Thornberry has, meanwhile, been toiling away on committees, trying to lay a glove on well-drilled junior DWP ministers, and thinking about how to seize back the initiative from the government on what should be a vital policy area for Labour.
David Cameron and George Osborne have sought to steal Labour's clothes by portraying the Conservatives as the true workers' party, on the side of taxpayers rather than those who choose a life on benefits, with what is sometimes characterised as a "strivers versus skivers" strategy.
As a striver herself - she failed her 11-plus and had to do courses to get enough A-Levels to study law at university - can Thornberry see why this Conservative message seemed to resonate with many voters in May?
"Everybody knows a family like that. I am not pretending they don't exist. But I don't believe they are the majority. I believe that for every job, there are two people looking for a job".
'No jobs miracle'
And even those that do have a job often struggle to put food on the table, with low pay, soaring rents and zero hour contracts, she argues.
"We need to start talking about reality, about real life. There is no jobs miracle," says Thornberry.
It's a tough message to get across - employment figures provide neater headlines than tales of woe about poor terms and conditions - but it is getting easier, thanks in no small part to George Osborne, she argues.
The chancellor's tax credit U-turn has introduced millions of voters to the concept of "in-work" benefits.
"Tax credits helped get across the idea that people with jobs are also claiming benefits," she explains.
New Labour did not want to appear "soft" on welfare so it tended to keep quiet about extra benefit money for the low paid (the name didn't help - tax credits have nothing to do with tax).
"Gordon did it so discretely," says Thornberry, but, thanks to all the publicity about tax credits, "I can now have conversations with people, who might know people in their family or their community who are working but are on benefits too.

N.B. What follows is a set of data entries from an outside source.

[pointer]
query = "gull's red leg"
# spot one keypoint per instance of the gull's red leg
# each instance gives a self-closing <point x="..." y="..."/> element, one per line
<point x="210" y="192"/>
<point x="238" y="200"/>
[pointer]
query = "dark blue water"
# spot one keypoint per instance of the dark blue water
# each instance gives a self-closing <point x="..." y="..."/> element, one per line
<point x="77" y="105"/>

For too long people had just bought into the Tory rhetoric about shirkers and strivers."
Thornberry's other bete noir is the raw deal she believes young people are getting, painting a bleak picture of dead-end jobs, high rents, benefit cuts and student debt, while the older generation hoards all the wealth.

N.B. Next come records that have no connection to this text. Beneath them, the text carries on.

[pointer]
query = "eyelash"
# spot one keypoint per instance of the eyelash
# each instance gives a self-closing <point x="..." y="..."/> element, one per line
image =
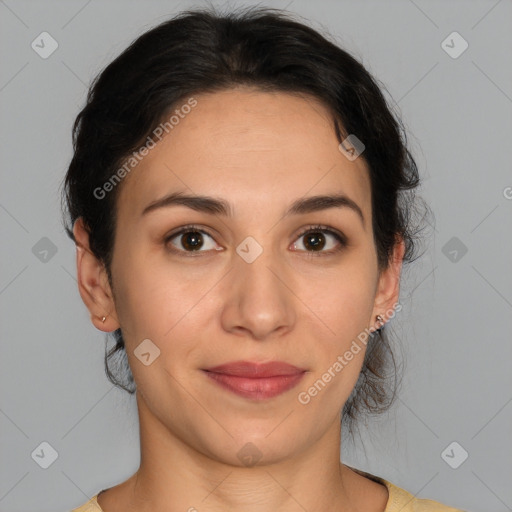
<point x="341" y="239"/>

She admits to regularly haranguing youngsters about the need to vote to get their voices heard: "They have to start demanding rights for their generation, which they are not getting."

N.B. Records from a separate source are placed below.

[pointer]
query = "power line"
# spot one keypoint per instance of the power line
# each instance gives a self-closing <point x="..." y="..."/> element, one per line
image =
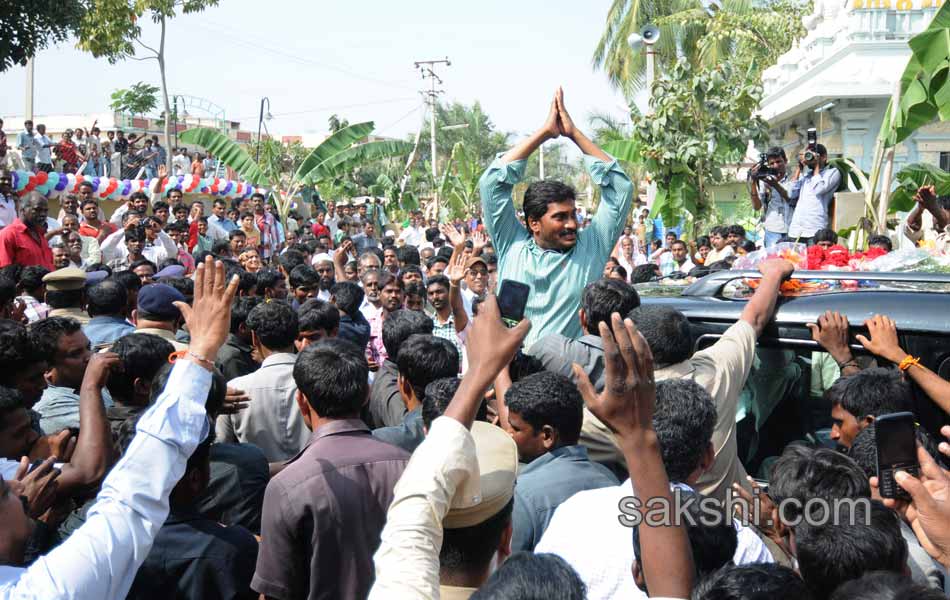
<point x="337" y="107"/>
<point x="234" y="38"/>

"We need to be talking on behalf of the whole country but I think there is a crying need for the younger generation to be represented politically and to be engaged."
What about all the young people Jeremy Corbyn has brought into the Labour Party?
It has been "amazing", she says, but there is still a long way to go and "young people have to meet us half way".
'Stop triangulating'
Thornberry argues passionately for improving the quality of training schemes - claiming that the government's much trumpeted target of three million apprenticeships by 2020 is essentially a PR exercise, with poorly paid menial jobs rebranded as apprenticeships to tick a box.
Far better, she says, to have fewer, higher quality training schemes, that actually train youngsters in a meaningful trade.
But don't expect to see any detailed policies from Labour in the near future.
"We have to be realistic about where we are in the electoral cycle," she says. She sees her job, at this early stage, as holding the government to account and, despite her earlier plea for message discipline, appears to be relishing the greater freedom she says the Corbyn era has given Labour MPs to speak their mind.
"One of the good things about Jeremy becoming leader is that it has kind of opened us up to think in a different way," she says,
"I think the reason a lot of people joined the Labour Party and have enthusiasm for the Labour Party was this possibility of being able to stop triangulating and to say what we mean and mean what we say," she says.